C’est une volte-face. Inquiète pour sa sécurité depuis l’invasion de l’Ukraine par la Russie, la Finlande a fait savoir, vendredi 15 avril, par la voix de sa ministre des Affaires européennes, Tytti Tuppurainen, qu’il était « très probable » que son pays dépose une candidature pour intégrer l’Otan prochainement. 

Deux jours plus tôt, lors d’un déplacement chez son voisin suédois, qui réfléchit également à une adhésion future, la cheffe du gouvernement finlandais, Sanna Marin, avait déclaré que la décision d’une candidature serait prise « d’ici quelques semaines », après un débat organisé au Parlement. 

Un affront diplomatique et militaire pour la Russie, qui a toujours refusé de voir l’alliance militaire des pays de l’Atlantique Nord à ses portes pour s’affirmer face à l’omniprésence occidentale dans la région. Plusieurs membres du gouvernement russe ont déjà prévenu qu’une adhésion de ces deux pays neutres à l’Otan aurait « des conséquences militaires et nucléaires ».

Pour la Finlande, qui compte une frontière de 1 300 kilomètres avec la Russie, rejoindre les 30 membres de l’Alliance menée par les Etats-Unis apporterait une dissuasion « considérablement plus grande » contre une attaque de son voisin, indique le « livre blanc » dévoilé il y a quelques jours (lien en anglais) sur ce sujet spécifique.

Si ce rapport commandé en urgence par le gouvernement finlandais après l’attaque russe de l’Ukraine n’implique pas pour le moment de décision pour ou contre l’adhésion, pour le ministre des Affaires étrangères, Pekka Haavisto, la guerre en Ukraine impose d’ouvrir ce débat sur l’Otan.

« La Russie est prête à prendre plus de risques qu’avant, comme l’a montré cette attaque contre l’Ukraine.

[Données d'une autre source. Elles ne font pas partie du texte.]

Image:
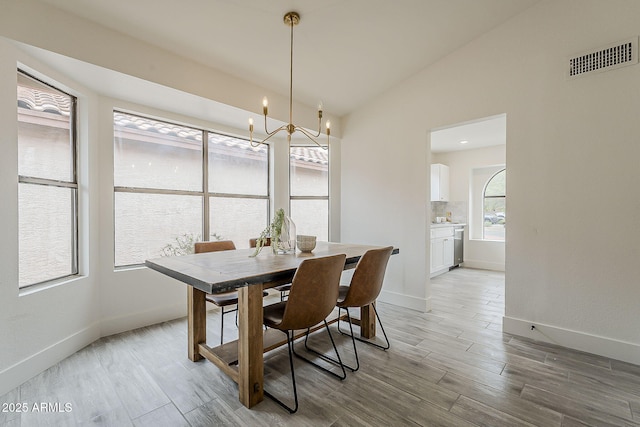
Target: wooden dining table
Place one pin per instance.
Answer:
(218, 272)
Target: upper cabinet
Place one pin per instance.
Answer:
(439, 183)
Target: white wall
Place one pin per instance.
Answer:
(41, 328)
(37, 329)
(478, 253)
(572, 150)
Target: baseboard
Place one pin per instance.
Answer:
(602, 346)
(116, 325)
(483, 265)
(402, 300)
(17, 374)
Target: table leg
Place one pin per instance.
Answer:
(367, 321)
(250, 345)
(196, 320)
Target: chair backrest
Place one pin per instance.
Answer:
(254, 242)
(314, 291)
(366, 282)
(215, 246)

Ensuite, elle s’est montrée capable de concentrer plus de 100 000 hommes contre un pays », assure le ministre finlandais à l’AFP. Ce dernier veut aussi anticiper les éventuels risques futurs qu’encourt son pays face à la Russie, notamment « face aux armes nucléaires tactiques et chimiques ». 

« Les Finlandais semblent avoir pris leur décision et il y a déjà une énorme majorité en faveur d’une adhésion à l’Otan », assurait en début de semaine la ministre des Affaires européennes, Tytti Tuppurainen. Le soutien à l’adhésion, qui stagnait autour de 20% à 25% depuis des décennies, a subitement triplé, passant de 70% à 80%, selon les derniers sondages réalisés dans le pays. La Première ministre finlandaise, Sanna Marin, pourrait donc annoncer la décision de son pays de rejoindre l’Otan sans même passer par un référendum préalable.

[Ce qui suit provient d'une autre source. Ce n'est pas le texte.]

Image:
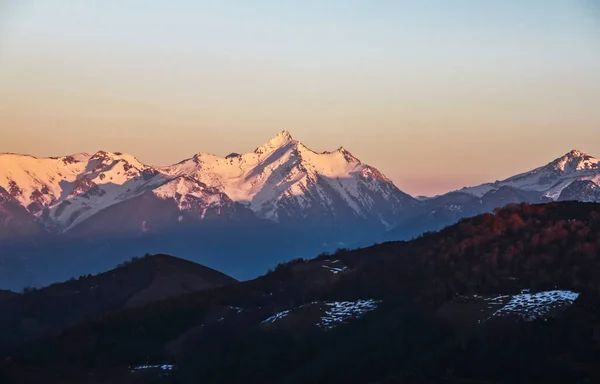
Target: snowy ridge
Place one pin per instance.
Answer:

Du côté du Parlement finlandais, une nette majorité politique se dessine également. Parmi les députés ayant déjà fait connaître leur position, une centaine sur 200 sont en faveur d’une adhésion et seulement 12 sont contre, selon les pointages de plusieurs médias locaux. 

La Finlande a aussi multiplié les consultations ces dernières semaines avec la quasi-totalité des membres de l’Otan. Comme la Suède, le pays a obtenu des assurances claires du secrétaire général de l’Organisation, Jens Stoltenberg, et le soutien de plusieurs pays comme les Etats-Unis, l’Allemagne, la France et le Royaume-Uni.

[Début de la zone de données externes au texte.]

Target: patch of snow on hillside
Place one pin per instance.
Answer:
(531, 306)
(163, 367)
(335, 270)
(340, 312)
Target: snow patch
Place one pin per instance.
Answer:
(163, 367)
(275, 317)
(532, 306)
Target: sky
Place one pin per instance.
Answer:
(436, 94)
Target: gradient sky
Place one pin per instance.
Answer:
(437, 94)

Ces annonces en provenance du voisin finlandais ont fait bondir le Kremlin. La Russie considère en effet l’Alliance comme une menace existentielle pour sa sécurité nationale. Elle a notamment justifié son offensive en Ukraine par sa volonté de contrer les ambitions atlantistes de Kiev et le soutien politique et militaire occidental à l’Ukraine.

Moscou a donc pris l’habitude de menacer régulièrement la Finlande et la Suède en cas d’adhésion à l’Otan. Mais, jeudi 14 avril, les mises en garde sont montées d’un cran. En cas de ralliement, « les frontières de l’Alliance avec la Russie feraient plus que doubler. Et ces frontières, il faudra les défendre », a relevé l’actuel numéro deux du Conseil de sécurité de Russie, Dmitri Medvedev, dans un message sur Telegram. 

« Une personne saine d’esprit (…) ne peut souhaiter une hausse des tensions à sa frontière et avoir à côté de sa maison des (missiles) Iskander, hypersoniques, et des navires avec des armes nucléaires. »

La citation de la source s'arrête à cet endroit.